Micah Fowler und sein Spiel geben der Serie viel Witz, echten Witz eben und nimmt ihr gleichzeitig auch etwas - einen faden Beigeschmack. Beim Dreh sei es hilfreich gewesen, nicht mit Beratern am Set zu arbeiten, die über die Authentizität von Bewegungen und Äußerungen fachsimpeln, erzählte Scott Silveri vor dem Start der Serie. Im Jahr 2016 sei es keine Frage mehr gewesen, hier anders zu verfahren. Doch zurück zur Story. Ohne über die weiteren neuen Sitcoms aus den USA an dieser Stelle schon zu viel zu verraten, lässt sich bei „Speechless“ darüber hinaus festhalten: Manch andere Comedy lässt eher schmunzeln. Hier ist der Witz aber mehrfach so überraschend gut auf den Punkt, dass man laut lachen muss. Der Kern stimmt also, die Geschichte und ihre Charaktere auch. Dass da dann noch reichlich Gesellschaftkritik dazu kommt, ist mehr willkommener Bonus als tragendes Element der Serie.

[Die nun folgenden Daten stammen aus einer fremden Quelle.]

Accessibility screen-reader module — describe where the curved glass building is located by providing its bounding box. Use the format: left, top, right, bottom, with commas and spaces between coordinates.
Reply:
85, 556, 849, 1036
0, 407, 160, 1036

Ein herrlicher Bonus um genau zu sein. Wenn die neue Schule sich um J.J. bemüht, aber doch so ziemlich alles falsch macht, was man (vielleicht sogar unabsichtlich) falsch machen kann, dann läuft Minnie Driver als furioses Familienoberhaupt zu Höchstform auf. Es ist so schön, sie nach der leider viel zu kurzen FX-Serie „The Riches“ hier wieder glänzen zu sehen. Heimlicher Star neben ihr und Micah Fowler ist Mason Cook, der Bruder. „Speechless“ ist am Ende eine moderne Familien-Sitcom mit dem Finger in der Wunde derer, die im Umgang mit Menschen mit Behinderung noch immer zwischen Sorglosigkeit und übertriebener Sorge um Korrektheit in Schockstarre verfallen. Eine also in jeder Hinsicht lohnenswerte und begrüßenswerte Serie, die ihren etwas plakativen Titel gar nicht nötig hätte.